Lettre d’opinion publiée dans le journal La Presse, le mercredi 25 octobre 2006, sous le titre De futurs réfugiés ? Il faudrait offrir un statut de réfugié à ceux qui sont les plus menacés de représailles par les talibans.

Prendre position sur la question du retrait des troupes canadiennes d’Afghanistan n’est pas chose facile pour des enseignantes et des enseignants, comme pour tout citoyen épris de justice et de paix. Ça relève d’un véritable débat cornélien ! Profondément imprégnés d’un sentiment contre la guerre, voire contre toutes les guerres, nous sommes aussi pour la démocratie et contre les barbaries nées du fanatisme ou de l’obscurantisme. Solidaires des opprimés, nous ne pouvons pas être insensibles au sort réservé aux femmes et aux enseignants par la gouverne des Talibans.

Mais nous ne pouvons pas ignorer que la reconstruction de l’État Afghan ne connaît aucune avancée réelle et que les besoins du peuple restent entiers. Bien plus, selon les rapports du groupe Human Rights Watch, les seigneurs de guerre qui prennent leurs assises dans le commerce de la drogue et qui sont en bonne partie le fondement du pouvoir du nouvel État afghan, ne respectent pas plus les droits humains que les Talibans.

On pourrait être tenté de définir un mandat mi-figue, mi-raisin, un mandat que plusieurs considèrent comme intenable, semblable à celui des militaires canadiens au Rwanda. Un tel mandat, s’il peut être envisagé, ne pourrait pas plus empêcher les missions suicides et les attaques des Talibans.
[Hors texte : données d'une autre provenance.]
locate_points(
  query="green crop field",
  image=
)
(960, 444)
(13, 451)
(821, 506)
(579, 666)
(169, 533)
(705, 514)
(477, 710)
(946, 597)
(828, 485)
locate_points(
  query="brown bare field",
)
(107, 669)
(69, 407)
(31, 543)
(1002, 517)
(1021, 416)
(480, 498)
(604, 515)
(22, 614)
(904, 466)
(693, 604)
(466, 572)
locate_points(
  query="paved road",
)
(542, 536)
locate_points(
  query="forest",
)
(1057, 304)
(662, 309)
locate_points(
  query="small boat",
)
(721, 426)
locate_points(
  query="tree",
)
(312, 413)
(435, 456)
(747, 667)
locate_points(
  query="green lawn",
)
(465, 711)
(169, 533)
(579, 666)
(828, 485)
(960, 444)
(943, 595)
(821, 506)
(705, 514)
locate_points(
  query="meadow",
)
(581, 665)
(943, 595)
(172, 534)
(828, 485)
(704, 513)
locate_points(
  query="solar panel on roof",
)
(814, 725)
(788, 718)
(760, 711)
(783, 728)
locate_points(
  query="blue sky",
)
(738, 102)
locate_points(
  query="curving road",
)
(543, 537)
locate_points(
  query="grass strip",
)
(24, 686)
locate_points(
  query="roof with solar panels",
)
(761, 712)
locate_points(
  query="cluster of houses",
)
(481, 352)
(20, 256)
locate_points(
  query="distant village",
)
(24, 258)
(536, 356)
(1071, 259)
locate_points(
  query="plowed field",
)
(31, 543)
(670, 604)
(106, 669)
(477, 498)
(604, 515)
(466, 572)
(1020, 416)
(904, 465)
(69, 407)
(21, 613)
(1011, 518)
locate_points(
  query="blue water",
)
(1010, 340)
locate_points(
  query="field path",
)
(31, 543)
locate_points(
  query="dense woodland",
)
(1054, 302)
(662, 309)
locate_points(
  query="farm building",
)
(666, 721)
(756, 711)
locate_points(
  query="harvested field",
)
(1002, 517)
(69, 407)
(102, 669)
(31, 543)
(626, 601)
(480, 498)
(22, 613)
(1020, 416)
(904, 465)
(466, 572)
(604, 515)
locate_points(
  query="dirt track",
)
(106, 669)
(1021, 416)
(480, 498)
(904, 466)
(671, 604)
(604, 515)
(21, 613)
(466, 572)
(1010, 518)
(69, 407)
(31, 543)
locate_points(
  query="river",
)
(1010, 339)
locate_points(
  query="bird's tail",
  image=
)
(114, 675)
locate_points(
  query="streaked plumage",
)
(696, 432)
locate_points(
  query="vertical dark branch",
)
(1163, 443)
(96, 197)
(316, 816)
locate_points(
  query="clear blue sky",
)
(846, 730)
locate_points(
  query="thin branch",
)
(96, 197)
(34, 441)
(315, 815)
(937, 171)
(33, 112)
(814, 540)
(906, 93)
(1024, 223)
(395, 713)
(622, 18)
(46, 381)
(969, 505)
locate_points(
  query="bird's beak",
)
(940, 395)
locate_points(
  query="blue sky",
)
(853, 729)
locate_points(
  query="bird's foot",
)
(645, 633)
En tout état de cause, il faut d’abord se situer en regard de la présence militaire canadienne actuelle, qui agit sous la direction de l’OTAN. Ainsi, pour prendre position, on doit considérer l’effet réel ou le non-effet d’une telle intervention. Sur le plan éthique, il peut y avoir autant de raisons d’y rester en regard de la défense des opprimés que de partir pour arrêter la tuerie. Mais, sur le plan de l’effet d’une telle intervention, il est de plus en plus clair que celle conduite par l’OTAN ne mènera nulle part, si ce n’est qu’à plus de guerres et à plus de morts.

Nous devons quitter l’Afghanistan, parce que la guerre ne règlera rien et que la démocratie, ça ne s’impose pas. Nous devons quitter l’Afghanistan parce que le problème afghan doit être réglé par le peuple afghan. Mais nous ne pouvons pas simplement tourner le dos. Nous ne pouvons pas ignorer le fait que ce retrait laissera une partie de la population aux mains de la vengeance des talibans. Nous devons témoigner du maximum d’ouverture possible dans un tel contexte de retrait pour offrir une protection et un statut de réfugié à celles et ceux qui sont les plus menacés de représailles. En tant qu’enseignante et enseignant, il nous semble impossible de faire autrement.

La question afghane est à la fois une question de souveraineté, mais aussi une question politique de première importance au plan international. L’ONU et son Conseil de sécurité doivent trouver d’autres pistes que la piste militaire. Il ne fait pas de sens que l’emploi de la force soit la façon pour la communauté internationale de résoudre les conflits.